How can the adulteration problem be combated?
This problem can be eliminated by the use of adulteration testing products such as:

  • UrineCheck 7
  • Adulterant Check 7

Is Glutaraldehyde an indicator for a tampered urine test result?
Yes.  Some adulterants contain Glutaraldehyde, which could cause a false negative result.  Glutaraldehyde is not normally found in urine, therefore the detection of this in a specimen is an indicator of adulteration.

Oxidants/Pyridinium Chlorochromato (PCC) will test for the presence of oxidizing agents such as bleach and hydrogen peroxide.   Normal urine should not contain oxidants or PCC.

Oxidants are measured in urine to determine if a donor has cleaned out their system or is trying to mask drugs in their urine. A too high or too low reading can let you know that the possibility exists that the donor has used some type of system cleaner (bleach, PC, and several other additives can be used with unobserved collections).

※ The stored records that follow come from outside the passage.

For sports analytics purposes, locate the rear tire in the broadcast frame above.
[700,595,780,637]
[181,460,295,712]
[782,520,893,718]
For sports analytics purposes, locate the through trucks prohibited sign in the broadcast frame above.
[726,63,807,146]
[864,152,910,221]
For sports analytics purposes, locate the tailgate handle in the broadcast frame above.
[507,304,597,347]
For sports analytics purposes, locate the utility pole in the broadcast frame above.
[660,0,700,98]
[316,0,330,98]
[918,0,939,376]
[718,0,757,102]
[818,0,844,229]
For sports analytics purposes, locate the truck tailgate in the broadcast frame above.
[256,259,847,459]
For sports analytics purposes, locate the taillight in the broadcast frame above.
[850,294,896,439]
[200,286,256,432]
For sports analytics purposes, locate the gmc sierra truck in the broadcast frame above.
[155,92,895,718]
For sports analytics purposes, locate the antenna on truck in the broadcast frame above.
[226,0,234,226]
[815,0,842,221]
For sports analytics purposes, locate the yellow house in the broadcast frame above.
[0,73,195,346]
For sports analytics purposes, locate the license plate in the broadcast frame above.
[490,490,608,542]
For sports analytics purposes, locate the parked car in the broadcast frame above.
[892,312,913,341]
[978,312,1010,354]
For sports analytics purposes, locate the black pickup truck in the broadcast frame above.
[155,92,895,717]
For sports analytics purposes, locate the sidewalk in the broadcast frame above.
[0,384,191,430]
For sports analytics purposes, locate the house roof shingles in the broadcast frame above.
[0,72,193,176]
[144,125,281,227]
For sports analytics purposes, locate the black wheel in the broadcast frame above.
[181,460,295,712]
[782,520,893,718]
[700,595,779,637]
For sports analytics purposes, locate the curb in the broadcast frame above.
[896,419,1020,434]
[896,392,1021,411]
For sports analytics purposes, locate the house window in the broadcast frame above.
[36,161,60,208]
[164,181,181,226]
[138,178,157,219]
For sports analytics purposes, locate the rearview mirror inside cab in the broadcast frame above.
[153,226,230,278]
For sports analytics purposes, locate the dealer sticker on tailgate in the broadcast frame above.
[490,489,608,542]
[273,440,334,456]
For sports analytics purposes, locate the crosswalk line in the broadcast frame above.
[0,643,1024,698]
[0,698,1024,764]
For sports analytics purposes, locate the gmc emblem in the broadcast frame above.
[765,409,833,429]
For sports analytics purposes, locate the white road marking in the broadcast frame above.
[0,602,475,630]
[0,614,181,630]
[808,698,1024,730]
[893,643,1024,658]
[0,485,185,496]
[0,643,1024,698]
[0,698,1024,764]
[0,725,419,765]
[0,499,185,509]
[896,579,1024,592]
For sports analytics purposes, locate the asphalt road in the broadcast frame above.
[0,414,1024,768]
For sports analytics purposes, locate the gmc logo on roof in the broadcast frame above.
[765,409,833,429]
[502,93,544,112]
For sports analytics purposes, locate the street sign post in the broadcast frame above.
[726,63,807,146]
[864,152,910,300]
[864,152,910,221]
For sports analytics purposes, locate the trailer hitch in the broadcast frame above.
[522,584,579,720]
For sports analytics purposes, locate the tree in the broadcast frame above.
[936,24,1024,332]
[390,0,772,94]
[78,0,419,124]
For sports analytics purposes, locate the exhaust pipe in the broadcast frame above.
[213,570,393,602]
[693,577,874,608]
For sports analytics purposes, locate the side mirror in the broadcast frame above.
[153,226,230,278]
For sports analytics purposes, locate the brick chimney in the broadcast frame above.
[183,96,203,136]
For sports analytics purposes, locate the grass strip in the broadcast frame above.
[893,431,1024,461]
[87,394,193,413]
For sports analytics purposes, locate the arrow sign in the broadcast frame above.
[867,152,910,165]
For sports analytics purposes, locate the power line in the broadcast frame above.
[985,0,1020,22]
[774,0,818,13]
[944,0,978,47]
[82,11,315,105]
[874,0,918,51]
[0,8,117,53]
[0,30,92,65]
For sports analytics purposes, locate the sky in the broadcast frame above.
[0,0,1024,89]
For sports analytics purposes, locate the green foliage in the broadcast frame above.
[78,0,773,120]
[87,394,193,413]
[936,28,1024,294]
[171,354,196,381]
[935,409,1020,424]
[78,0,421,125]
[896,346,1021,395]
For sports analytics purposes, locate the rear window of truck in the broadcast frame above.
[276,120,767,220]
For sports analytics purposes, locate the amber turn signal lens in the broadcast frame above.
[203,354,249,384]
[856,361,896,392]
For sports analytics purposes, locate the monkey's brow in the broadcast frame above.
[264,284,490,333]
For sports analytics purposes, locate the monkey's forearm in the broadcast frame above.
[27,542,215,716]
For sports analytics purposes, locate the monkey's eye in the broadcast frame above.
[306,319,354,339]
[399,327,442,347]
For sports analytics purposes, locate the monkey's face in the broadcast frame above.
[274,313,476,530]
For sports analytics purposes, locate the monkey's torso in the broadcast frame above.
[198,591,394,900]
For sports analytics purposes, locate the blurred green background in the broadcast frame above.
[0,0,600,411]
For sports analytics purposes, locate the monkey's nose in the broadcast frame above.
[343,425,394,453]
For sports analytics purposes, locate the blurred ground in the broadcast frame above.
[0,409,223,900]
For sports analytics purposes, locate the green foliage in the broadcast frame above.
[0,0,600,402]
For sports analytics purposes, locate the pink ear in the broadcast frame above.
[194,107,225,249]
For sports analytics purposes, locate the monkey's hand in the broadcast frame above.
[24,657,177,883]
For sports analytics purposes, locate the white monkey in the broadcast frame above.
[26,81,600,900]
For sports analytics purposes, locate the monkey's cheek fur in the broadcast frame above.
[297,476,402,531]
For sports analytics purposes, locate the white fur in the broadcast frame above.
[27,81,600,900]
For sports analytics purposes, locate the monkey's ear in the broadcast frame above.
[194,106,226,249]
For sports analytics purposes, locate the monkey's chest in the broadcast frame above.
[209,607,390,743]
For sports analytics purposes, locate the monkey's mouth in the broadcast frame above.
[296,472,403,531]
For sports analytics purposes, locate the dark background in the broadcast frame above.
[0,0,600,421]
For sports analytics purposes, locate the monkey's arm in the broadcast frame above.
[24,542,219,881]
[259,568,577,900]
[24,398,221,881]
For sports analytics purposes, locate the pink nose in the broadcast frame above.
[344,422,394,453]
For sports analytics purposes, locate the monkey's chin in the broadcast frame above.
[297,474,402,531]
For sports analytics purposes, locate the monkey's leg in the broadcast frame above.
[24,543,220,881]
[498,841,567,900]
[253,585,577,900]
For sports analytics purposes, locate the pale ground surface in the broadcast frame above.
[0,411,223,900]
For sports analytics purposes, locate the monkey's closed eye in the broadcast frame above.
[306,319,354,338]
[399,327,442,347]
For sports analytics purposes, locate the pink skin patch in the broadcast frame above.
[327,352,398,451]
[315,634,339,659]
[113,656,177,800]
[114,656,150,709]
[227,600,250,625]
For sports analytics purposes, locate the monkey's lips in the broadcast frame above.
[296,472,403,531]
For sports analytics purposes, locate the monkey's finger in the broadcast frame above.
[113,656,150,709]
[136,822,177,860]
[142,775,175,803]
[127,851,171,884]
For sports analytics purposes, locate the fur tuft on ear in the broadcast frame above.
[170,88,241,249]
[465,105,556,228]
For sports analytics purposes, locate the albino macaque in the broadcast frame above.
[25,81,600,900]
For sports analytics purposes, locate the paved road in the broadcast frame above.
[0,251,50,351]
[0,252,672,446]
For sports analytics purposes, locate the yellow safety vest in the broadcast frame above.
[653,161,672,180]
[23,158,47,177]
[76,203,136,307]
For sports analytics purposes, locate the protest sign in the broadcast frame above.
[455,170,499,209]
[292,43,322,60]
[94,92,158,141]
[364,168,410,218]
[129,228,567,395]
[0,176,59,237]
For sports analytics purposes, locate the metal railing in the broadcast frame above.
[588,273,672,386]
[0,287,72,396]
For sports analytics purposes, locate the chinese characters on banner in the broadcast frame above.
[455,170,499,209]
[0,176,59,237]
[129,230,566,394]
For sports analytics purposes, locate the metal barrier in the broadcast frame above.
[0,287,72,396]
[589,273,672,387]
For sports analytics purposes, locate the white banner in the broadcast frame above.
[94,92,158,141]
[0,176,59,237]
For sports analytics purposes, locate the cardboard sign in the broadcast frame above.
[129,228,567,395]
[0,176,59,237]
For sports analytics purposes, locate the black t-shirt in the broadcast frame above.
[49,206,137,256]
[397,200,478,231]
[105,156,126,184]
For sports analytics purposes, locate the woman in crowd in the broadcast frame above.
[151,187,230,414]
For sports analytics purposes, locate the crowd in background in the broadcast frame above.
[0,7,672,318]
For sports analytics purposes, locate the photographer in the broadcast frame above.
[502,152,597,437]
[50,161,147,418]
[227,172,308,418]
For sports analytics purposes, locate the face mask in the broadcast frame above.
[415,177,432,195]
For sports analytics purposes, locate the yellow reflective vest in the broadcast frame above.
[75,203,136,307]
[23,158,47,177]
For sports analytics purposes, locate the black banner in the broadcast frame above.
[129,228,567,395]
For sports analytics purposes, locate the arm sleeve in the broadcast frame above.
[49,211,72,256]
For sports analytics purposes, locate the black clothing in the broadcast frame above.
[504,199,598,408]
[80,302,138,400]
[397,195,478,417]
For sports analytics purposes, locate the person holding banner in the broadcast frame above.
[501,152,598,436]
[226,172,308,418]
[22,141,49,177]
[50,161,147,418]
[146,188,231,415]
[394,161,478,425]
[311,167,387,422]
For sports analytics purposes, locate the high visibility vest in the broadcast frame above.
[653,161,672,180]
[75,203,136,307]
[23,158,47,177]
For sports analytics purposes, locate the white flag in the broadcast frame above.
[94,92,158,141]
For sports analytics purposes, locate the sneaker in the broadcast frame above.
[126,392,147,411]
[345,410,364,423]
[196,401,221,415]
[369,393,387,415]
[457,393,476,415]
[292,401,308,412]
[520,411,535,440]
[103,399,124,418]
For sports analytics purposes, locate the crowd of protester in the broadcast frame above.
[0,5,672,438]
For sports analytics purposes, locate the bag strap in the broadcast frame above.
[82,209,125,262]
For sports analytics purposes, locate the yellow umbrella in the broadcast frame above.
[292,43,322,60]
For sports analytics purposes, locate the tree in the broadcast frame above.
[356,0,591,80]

SG is the abbreviation for Specific Gravity which lets you know whether or not the donor has watered down the specimen. SG too high can show dilution and too low can simply mean that the person was dehydrated or there are a few system cleaners that can cause low SG as well.One note here is that if the donor has a "shy bladder" and drank a lot of water prior to giving the sample SG will be high and it doesn't always mean that the donor has diluted the urine directly (observed collections are important in assisting you to determine this).

pH too low can be indicative of a donor who has used a cleaner but there are instances where a donor has diabetes or specific kidney issues that their urine pH is already low (knowing the donor's medical history is important here). pH too high is also indicative of kidney issues but is also a strong indicator that the client has used something to mask drug use if medical history shows no kidney problems.

Glut and Cre that are too low are indicative of specific system cleaners and the list of these can be found on the SAMHSA website.